Abstract
An oil or gas field may comprise a number of isolated reservoir units, each of which may have been studied separately with their own simulation models. If these reservoirs are to be linked to common surface facilities, they are effectively coupled by global production (and perhaps injection) constraints. Their production and injection streams must be combined to obey these constraints. Two approaches are commonly applied to this problem: either amalgamating the simulation models into a single model of the whole field, or using production planning methods on pre-constructed production profiles of the individual reservoirs. The former requires a great deal of effort from the engineers, and may result in a large unwieldy model, while the latter may not be accurate because of rate-dependency effects which are ignored.
This paper introduces a third approach to the problem, which we call Reservoir Coupling. The individual simulation models are still run as separate processes, with minimal change to their data.
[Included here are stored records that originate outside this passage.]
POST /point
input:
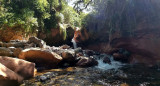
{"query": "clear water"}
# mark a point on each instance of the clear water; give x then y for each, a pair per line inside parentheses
(114, 74)
(74, 43)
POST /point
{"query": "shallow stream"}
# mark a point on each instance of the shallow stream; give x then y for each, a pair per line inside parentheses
(114, 74)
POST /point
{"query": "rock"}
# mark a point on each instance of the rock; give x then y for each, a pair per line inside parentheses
(86, 62)
(68, 56)
(29, 45)
(43, 78)
(89, 52)
(107, 60)
(65, 47)
(16, 52)
(78, 50)
(79, 54)
(14, 44)
(38, 42)
(23, 68)
(41, 57)
(8, 77)
(120, 57)
(5, 52)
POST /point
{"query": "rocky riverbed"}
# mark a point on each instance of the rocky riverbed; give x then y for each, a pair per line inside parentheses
(33, 63)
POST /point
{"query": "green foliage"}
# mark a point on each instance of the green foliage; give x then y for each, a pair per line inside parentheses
(39, 14)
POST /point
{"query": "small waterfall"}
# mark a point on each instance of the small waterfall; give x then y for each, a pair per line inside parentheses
(74, 43)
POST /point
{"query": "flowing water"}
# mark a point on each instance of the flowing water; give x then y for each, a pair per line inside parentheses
(74, 43)
(114, 74)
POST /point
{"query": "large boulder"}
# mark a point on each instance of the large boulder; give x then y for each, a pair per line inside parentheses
(13, 44)
(39, 43)
(5, 52)
(68, 56)
(86, 62)
(16, 52)
(23, 68)
(8, 77)
(41, 57)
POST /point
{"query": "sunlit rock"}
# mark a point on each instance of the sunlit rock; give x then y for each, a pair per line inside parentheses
(8, 77)
(23, 68)
(39, 43)
(5, 52)
(68, 56)
(86, 62)
(41, 57)
(16, 52)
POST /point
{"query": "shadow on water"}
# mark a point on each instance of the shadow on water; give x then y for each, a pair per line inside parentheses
(116, 74)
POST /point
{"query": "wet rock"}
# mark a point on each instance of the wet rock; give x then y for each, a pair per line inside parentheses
(86, 62)
(65, 47)
(89, 52)
(79, 54)
(29, 45)
(5, 52)
(107, 60)
(68, 56)
(8, 77)
(23, 68)
(40, 43)
(13, 44)
(43, 78)
(120, 57)
(16, 52)
(78, 50)
(45, 58)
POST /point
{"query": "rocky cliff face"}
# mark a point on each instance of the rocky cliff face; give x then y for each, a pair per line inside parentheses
(141, 39)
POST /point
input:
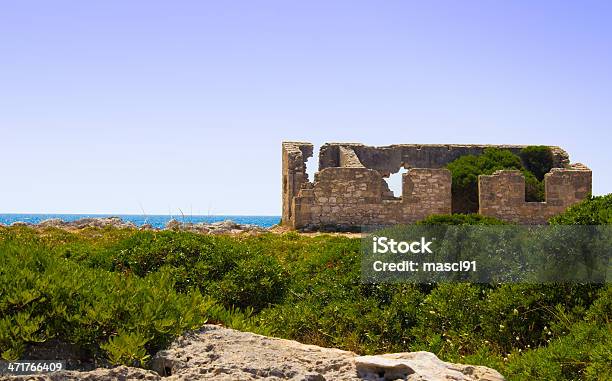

But they are coupled to a master process which handles the global production and injection constraints and determines the flow rate targets to be applied to the individual reservoirs at each time step. Inter-process communication is handled by the PVM message passing system. This can spawn processes over a network of heterogeneous Unix computers, enabling the individual simulation models to be run in parallel on separate workstations.
The paper describes the Reservoir Coupling algorithm that has been implemented in a commercial black oil simulator, and discusses the advantages and disadvantages of the technique in comparison with the other two approaches. A simulation study is described which illustrates the application of Reservoir Coupling to three isolated reservoirs subject to global production and injection constraints.